Netflix: A Cautionary Tale for Private Labels

Posted on January 8, 2019

We’ve written a lot about Netflix lately. It’s only a week into the New Year, and the company is having a big year. Bird Box was a wild success despite being a mediocre movie, and Black Mirror: Bandersnatch has forced customers to rethink what constitutes a movie. With Season 3 of Stranger Things coming in July and shows such as Mindhunter and BoJack Horseman coming at some point, 2019 is poised to be a big year for the streaming giant. However, all is not as calm as it seems. You see, the stream wars are coming, and Netflix may suffer. 

It seems as if Netflix is putting out 30 new shows a week and 10 movies. The number of these can be overwhelming, and it can often lead you to wonder, “Who is watching these?” It is sort of a throw shows at the wall to see what sticks approach. That’s by design. But why do that? 

If you look at the top-rated shows on Netflix, the top five list includes familiar favorites — The Office, Friends, Parks and Recreation, Grey’s Anatomy, and New Girl. If you’ve used Netflix at all, you’ve probably seen these shows. The problem? None are owned by Netflix. The Office, Friends, and Parks and Recreation are owned by NBC, Grey’s Anatomy is owned by Disney, and New Girl is owned by Fox. If (and quite frankly, when) these networks were to pull this content to create their own platforms, Netflix would be caught flat-footed. You’d have to go to the 14th highest performing show before you got to a Netflix owned property (Orange is the New Black). 

The brilliance of Netflix may end up being its downfall. When it rented these shows from other networks, no one foresaw Netflix becoming so ubiquitous. Now, everyone wants a piece of the pie, with Disney posing the most imminent threat. So to overcome possibly losing its best shows, Netflix is churning new ones out at an unprecedented pace hoping it gets the next The Office, Friends, or Parks and Recreation.
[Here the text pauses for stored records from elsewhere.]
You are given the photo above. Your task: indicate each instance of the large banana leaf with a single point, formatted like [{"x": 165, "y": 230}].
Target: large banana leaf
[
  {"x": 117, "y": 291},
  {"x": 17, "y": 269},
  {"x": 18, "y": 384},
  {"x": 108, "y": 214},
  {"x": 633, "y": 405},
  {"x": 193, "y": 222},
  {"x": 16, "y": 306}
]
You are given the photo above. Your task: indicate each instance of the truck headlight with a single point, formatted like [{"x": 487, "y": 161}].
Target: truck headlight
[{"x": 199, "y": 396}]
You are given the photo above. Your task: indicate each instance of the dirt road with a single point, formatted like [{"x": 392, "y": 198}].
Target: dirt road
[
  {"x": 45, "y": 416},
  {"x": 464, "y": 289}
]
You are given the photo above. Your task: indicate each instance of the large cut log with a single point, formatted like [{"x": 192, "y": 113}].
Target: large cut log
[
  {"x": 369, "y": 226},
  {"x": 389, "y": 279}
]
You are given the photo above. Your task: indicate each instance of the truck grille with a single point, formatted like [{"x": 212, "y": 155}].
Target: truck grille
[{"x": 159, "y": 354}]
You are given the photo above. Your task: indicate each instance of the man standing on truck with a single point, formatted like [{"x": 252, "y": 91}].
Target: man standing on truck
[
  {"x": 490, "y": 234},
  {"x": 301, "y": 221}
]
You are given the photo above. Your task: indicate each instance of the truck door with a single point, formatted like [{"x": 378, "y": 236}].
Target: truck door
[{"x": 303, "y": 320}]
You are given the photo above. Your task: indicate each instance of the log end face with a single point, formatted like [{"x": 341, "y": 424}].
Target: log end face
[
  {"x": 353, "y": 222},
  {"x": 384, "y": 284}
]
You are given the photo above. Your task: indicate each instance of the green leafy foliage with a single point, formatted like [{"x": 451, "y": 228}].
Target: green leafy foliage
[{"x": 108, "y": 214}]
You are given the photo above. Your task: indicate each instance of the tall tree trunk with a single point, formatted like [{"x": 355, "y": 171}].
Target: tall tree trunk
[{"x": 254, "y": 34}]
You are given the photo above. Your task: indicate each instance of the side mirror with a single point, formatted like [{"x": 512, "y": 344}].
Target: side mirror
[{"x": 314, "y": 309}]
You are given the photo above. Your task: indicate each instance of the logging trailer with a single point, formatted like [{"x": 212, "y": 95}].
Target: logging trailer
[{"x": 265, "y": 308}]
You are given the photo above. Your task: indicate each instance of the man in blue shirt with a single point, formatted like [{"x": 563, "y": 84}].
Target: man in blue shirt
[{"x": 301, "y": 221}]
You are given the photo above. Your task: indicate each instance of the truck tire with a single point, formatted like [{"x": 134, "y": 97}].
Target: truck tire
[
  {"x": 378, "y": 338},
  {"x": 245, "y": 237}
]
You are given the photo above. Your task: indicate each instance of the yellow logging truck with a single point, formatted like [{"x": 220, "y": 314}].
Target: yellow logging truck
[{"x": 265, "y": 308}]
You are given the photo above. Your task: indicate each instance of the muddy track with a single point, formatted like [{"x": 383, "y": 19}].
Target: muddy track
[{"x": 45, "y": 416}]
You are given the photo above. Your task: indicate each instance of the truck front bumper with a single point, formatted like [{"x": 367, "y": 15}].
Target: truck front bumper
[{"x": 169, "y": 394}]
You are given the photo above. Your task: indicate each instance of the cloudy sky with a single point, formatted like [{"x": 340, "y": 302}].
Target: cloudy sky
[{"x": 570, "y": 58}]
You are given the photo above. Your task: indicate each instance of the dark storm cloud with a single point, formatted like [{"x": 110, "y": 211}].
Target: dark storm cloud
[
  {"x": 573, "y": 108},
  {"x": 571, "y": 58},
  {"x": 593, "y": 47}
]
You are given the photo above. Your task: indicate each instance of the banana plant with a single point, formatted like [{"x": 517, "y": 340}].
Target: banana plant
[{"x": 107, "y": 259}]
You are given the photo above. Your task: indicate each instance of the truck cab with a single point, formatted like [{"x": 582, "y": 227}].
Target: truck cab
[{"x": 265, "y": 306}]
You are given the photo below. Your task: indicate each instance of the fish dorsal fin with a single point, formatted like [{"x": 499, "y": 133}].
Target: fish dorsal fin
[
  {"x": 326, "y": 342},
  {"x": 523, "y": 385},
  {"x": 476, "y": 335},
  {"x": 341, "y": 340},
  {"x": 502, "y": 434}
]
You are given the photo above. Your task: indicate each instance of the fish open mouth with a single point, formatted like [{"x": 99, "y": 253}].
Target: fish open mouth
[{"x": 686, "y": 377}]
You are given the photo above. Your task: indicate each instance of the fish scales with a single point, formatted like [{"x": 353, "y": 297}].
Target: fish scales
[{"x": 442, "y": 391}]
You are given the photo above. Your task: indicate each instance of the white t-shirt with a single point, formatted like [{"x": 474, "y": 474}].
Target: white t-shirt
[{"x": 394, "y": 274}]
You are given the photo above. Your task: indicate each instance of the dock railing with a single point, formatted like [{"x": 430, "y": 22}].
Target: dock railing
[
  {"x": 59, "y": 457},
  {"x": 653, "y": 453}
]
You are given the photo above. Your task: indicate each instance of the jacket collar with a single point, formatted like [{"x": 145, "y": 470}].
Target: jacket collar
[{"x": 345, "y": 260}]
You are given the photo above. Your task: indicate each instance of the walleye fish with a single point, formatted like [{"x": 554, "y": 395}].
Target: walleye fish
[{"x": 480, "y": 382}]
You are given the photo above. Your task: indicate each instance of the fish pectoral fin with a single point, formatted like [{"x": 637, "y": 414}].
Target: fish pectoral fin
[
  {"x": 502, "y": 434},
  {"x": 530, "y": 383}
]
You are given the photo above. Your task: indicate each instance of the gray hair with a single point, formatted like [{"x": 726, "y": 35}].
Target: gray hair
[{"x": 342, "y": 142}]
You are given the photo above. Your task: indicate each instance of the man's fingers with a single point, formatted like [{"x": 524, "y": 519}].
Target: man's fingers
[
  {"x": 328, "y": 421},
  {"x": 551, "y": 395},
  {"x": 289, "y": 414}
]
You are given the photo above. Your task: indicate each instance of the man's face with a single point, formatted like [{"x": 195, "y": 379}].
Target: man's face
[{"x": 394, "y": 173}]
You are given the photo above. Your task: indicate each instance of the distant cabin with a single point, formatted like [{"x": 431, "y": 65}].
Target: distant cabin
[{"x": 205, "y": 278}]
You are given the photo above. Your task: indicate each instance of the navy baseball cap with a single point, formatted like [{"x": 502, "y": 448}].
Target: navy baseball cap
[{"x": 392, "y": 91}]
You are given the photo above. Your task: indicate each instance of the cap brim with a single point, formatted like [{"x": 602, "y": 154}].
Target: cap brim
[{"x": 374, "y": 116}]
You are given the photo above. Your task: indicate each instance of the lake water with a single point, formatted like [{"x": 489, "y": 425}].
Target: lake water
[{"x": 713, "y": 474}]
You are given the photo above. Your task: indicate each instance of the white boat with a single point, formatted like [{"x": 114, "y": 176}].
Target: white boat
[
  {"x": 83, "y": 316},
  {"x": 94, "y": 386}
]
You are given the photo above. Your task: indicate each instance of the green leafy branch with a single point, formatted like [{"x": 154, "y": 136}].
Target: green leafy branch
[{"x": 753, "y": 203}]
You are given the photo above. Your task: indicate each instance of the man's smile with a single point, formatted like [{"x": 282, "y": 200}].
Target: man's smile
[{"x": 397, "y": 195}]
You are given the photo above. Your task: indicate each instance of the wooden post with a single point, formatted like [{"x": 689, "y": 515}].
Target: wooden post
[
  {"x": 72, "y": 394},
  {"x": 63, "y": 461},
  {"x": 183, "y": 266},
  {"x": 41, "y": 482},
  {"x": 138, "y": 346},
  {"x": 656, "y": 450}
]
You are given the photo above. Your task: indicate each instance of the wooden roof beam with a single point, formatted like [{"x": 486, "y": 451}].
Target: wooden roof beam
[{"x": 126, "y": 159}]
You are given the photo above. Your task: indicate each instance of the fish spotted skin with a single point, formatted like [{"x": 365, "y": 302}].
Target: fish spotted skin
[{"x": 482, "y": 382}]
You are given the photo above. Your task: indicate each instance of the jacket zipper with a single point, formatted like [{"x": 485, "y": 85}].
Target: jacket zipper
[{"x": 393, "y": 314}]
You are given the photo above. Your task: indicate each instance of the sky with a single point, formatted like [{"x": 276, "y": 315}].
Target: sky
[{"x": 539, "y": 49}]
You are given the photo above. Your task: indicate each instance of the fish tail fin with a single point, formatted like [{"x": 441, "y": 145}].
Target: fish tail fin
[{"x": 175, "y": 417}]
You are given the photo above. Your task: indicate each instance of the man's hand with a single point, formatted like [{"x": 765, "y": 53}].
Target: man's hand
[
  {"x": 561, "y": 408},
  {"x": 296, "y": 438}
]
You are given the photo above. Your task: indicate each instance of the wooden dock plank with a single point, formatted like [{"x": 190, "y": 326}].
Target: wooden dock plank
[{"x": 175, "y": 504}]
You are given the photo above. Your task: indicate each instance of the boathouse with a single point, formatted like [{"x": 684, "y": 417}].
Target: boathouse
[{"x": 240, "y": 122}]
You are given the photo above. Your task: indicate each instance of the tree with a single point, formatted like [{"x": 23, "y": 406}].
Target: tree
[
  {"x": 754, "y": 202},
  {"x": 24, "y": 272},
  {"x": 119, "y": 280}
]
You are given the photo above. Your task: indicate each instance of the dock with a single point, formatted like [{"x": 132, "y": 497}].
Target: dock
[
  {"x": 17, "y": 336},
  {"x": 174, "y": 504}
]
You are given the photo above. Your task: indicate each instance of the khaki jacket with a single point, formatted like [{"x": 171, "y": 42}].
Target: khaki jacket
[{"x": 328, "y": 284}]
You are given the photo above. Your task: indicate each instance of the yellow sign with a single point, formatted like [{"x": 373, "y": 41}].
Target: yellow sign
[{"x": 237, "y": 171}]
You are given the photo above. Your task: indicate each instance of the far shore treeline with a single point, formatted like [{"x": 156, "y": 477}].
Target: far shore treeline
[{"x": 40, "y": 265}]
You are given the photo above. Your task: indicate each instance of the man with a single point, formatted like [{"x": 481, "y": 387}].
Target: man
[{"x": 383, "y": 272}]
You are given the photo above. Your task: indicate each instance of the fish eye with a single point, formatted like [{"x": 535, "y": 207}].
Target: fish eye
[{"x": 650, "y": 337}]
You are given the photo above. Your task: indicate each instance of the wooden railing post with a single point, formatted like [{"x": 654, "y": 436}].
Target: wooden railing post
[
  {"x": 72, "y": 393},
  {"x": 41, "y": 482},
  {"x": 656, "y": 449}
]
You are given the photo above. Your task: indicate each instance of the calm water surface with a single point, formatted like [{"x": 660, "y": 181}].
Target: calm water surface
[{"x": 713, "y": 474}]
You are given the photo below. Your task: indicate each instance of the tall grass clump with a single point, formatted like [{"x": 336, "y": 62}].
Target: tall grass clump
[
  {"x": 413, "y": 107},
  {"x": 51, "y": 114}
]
What does this have to do with you? Think of Netflix’s original content as its private label. This is what we’ve warned about selling on Amazon. If you’re selling other people’s products, you put yourself at risk when the plug gets pulled. If you aren’t focusing on and building better original content as a private label, you’re putting yourself at risk of getting The Office taken away. You don’t need to sell someone else’s The Office. Just make your Stranger Things and let your private product do the job for you.